We will not use any alignments that report a heading outside of our average plus this threshold to position or rotate our map root. This helps create a more stable environment.

LerpSpeed

When we get a new alignment (that should not be dismissed), this value represents how quickly we will interpolate from our previous world root alignment to our new world root alignment. Smaller values mean the transition will appear more subtle.

DeviceLocationProvider

You will need to experiment with various DesiredAccuracyInMeters and UpdateDistanceInMeters settings. I recommend keeping your update distance on the higher side to prevent unnecssary alignment computation. The tradeoff, of course, is that you may begin to drift. Which value you use depdends entirely on your application.

Limitations

While I have done extensive testing "on the ground," I've been in limited, specific locations, with ideal GPS accuracy. I make no guarantees that what is currently provided in this library will solve your problems or work in your area (please help me make it better).

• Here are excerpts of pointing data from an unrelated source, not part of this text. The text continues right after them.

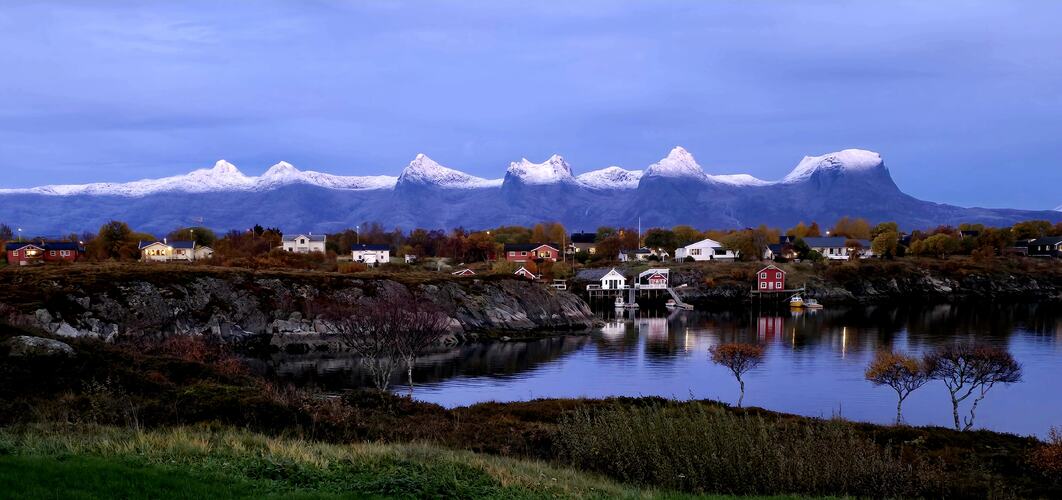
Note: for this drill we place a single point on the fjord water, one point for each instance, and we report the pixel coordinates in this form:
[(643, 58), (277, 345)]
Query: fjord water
[(814, 363)]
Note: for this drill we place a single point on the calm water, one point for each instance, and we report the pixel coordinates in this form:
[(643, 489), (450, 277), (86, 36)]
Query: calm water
[(814, 366)]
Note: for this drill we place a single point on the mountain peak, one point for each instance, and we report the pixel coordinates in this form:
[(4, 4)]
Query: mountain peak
[(842, 161), (552, 171), (281, 169), (424, 171), (223, 167), (678, 164), (611, 177)]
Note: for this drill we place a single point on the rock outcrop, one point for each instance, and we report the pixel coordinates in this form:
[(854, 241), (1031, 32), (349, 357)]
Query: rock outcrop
[(242, 306), (26, 346)]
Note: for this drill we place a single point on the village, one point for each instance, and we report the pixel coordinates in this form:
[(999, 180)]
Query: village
[(612, 266)]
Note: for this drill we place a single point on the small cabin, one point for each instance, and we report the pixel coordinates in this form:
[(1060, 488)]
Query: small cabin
[(654, 278), (524, 273), (613, 280), (770, 279)]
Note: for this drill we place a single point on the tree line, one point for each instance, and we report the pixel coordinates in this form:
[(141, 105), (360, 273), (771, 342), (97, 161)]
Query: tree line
[(968, 371)]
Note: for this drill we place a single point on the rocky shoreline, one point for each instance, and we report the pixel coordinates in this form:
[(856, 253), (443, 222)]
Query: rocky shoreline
[(263, 309)]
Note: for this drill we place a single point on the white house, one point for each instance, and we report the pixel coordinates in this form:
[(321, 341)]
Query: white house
[(372, 255), (653, 278), (837, 248), (173, 251), (523, 272), (613, 280), (304, 243), (705, 250)]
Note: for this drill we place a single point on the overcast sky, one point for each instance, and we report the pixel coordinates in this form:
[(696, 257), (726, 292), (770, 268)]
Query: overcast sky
[(963, 100)]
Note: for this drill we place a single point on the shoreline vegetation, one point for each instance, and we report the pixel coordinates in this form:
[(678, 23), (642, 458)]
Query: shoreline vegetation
[(189, 408)]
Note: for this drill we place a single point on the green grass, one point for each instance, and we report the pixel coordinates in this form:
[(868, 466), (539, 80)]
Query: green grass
[(106, 462)]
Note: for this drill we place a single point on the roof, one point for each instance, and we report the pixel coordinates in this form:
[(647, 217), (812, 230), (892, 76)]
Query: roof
[(529, 246), (64, 245), (1050, 240), (370, 247), (584, 237), (13, 245), (833, 242), (593, 274), (308, 237), (770, 266)]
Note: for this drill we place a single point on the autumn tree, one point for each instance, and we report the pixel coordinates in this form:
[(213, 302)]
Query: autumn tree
[(903, 373), (885, 244), (422, 325), (739, 359), (202, 236), (971, 371)]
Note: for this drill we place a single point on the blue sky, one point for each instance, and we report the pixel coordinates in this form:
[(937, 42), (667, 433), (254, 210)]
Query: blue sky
[(962, 99)]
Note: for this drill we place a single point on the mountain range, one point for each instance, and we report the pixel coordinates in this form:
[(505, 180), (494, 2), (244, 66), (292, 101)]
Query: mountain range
[(673, 190)]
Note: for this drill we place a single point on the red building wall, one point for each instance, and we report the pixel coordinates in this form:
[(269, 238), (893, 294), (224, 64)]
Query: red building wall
[(771, 278)]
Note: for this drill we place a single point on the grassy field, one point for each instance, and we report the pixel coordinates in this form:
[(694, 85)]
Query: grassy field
[(107, 462)]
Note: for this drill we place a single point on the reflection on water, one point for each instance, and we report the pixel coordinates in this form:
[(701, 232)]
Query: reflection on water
[(814, 366)]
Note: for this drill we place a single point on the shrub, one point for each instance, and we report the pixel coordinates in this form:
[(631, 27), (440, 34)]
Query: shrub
[(703, 449), (1047, 458)]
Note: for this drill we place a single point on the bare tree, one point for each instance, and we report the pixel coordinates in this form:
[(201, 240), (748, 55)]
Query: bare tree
[(422, 325), (369, 329), (739, 358), (971, 371), (903, 373)]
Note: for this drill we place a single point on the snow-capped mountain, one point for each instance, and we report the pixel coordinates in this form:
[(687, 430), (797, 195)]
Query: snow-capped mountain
[(223, 176), (611, 177), (553, 170), (673, 190), (424, 171), (843, 161), (285, 174), (678, 164)]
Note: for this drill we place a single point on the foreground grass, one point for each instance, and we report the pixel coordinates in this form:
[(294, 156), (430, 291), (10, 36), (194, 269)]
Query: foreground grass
[(186, 462)]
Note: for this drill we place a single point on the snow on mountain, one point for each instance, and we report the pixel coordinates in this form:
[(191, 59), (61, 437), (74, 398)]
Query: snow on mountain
[(552, 171), (848, 160), (611, 177), (425, 171), (739, 179), (222, 177), (284, 174), (678, 164)]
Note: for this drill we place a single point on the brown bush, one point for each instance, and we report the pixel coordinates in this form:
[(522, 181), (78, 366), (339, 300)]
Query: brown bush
[(1047, 458)]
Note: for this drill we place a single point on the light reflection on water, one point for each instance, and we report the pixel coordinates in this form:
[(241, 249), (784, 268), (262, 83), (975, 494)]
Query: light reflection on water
[(814, 366)]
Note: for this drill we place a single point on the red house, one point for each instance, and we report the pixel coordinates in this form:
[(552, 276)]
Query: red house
[(526, 252), (770, 278), (30, 253)]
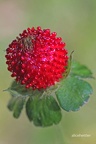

There are various TODO and FIXME tasks scattered around in the Mapbox.Unity.Ar namespace. Please take a look at these to get a better idea of where I think there are some shortcomings. In general, my implementation so far is quite naive. Hopefully the community can help improve this with new context implementations or more sophisticated algorithms/filters.

Solving for UX is not an easy matter. Manual calibration works great, but is not user-friendly (or immune to human error). Automatic calibration works, but still has shortcomings, such as requiring the user to walk x meters before acquiring a workable alignment.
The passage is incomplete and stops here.